Upload speeds during the test were much slower, however, averaging “only 75 kilobits per second (kbps) to 135 kbps—speeds that would be considered slow on 3G networks.” The slow upload speeds were explained away as abnormal and not consistent with Clearwire’s normal measurements.

“Sprint’s Tarazi assured me that the upload speed results were an anomaly, and that he had measured upload speeds of 700-800 mbps on similar tours earlier in the day,” wrote Sullivan. “Another Sprint exec riding with us commented that the time period in which we looked at the Las Vegas WiMAX network (around 5:30 PM) is also a peak period for network traffic, suggesting that Clearwire’s upload speeds suffer when the network load is at its highest.”

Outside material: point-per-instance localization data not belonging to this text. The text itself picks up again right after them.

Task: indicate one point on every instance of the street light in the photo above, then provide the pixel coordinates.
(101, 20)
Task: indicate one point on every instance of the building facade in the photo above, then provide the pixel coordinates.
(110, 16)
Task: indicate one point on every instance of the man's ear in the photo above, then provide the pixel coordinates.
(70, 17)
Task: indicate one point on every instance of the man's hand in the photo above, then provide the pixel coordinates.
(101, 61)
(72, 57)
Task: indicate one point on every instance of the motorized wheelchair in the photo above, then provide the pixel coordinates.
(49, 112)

While congestion could certainly account for the anomalies, Stefan Constantinescu over at IntoMobile claims that Sprint is engaging in marketing-speak when it lays claim to the first 4G network in the United States.

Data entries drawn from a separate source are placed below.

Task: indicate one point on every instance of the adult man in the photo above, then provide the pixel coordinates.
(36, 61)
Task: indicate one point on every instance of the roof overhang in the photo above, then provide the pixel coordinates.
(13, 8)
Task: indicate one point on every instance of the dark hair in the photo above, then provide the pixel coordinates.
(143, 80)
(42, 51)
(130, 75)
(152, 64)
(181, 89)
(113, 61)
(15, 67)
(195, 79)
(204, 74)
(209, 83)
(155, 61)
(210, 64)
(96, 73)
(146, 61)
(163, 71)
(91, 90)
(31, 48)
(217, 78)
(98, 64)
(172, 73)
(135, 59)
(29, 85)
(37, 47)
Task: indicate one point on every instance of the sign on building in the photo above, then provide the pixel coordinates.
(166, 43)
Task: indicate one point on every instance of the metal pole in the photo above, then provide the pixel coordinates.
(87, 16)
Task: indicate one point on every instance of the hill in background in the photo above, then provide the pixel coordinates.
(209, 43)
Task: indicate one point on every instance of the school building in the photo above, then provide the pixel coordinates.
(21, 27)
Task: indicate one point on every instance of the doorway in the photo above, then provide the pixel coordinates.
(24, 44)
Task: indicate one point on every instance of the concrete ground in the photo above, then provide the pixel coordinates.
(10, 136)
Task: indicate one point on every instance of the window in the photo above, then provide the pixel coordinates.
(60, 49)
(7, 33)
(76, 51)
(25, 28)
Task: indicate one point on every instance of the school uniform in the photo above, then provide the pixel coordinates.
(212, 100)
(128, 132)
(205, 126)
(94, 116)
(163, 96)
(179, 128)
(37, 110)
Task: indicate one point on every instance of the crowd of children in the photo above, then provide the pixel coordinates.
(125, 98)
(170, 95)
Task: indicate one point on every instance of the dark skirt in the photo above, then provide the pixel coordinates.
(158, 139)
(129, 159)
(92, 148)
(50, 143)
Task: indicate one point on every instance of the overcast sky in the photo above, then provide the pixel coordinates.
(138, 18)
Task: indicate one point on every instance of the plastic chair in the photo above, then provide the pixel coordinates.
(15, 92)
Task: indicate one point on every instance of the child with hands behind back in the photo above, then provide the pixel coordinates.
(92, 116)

“Listen up America, by the end of this year, and most definitely during 2011, you’re going to be bombarded with advertisements that stretch across all forms of media, tempting you to hop on board a 4G network,” he wrote in a Wednesday post. “Let’s get this out of the way right now: 4G, as the word is currently being used, is nothing but a marketing term.

The issue, he says, is not just one of semantics but also the official designation of 4G networks, which is made by the International Telecommunication Union (ITU), one of the bodies “that is responsible for setting the technology standards that handset vendors and infrastructure providers follow so that their equipment actually works together.”

The ITU said in October 2009 that they’ve received six proposals for technology that deserve the 4G label, and that until it names which technologies get to use the 4G moniker, anyone claiming it is indulging in mere marketing.

“Clearwire,” he adds, “is building a WiMAX network, otherwise known as 802.16e. The second version of WiMAX, called WiMAX Release 2, but technically known as 802.16m, is up for consideration as proper 4G technology. What’s the difference? 802.16m is supposed to provide up to 1 gigabit per second speeds while you’re sitting at a fixed location and 100 megabits per second while you’re on the go. That’s a far cry from the “average mobile download speeds of 3 to 6 mbps and bursts over 10 mbps” that Clearwire said they’re achieving as of yesterday.”

Unfortunately, we’ll have to just take everyone at their word until we’re able to check out the new 4G devices for ourselves, as well as the networks that claim to support them. Still, even if the promise of truly blazing mobile-wireless speeds is a thing of the near future, companies like Clearwire appear to be serious about investing in the required infrastructure, which is not only great news for America, but is also incredibly fantastic news for porn!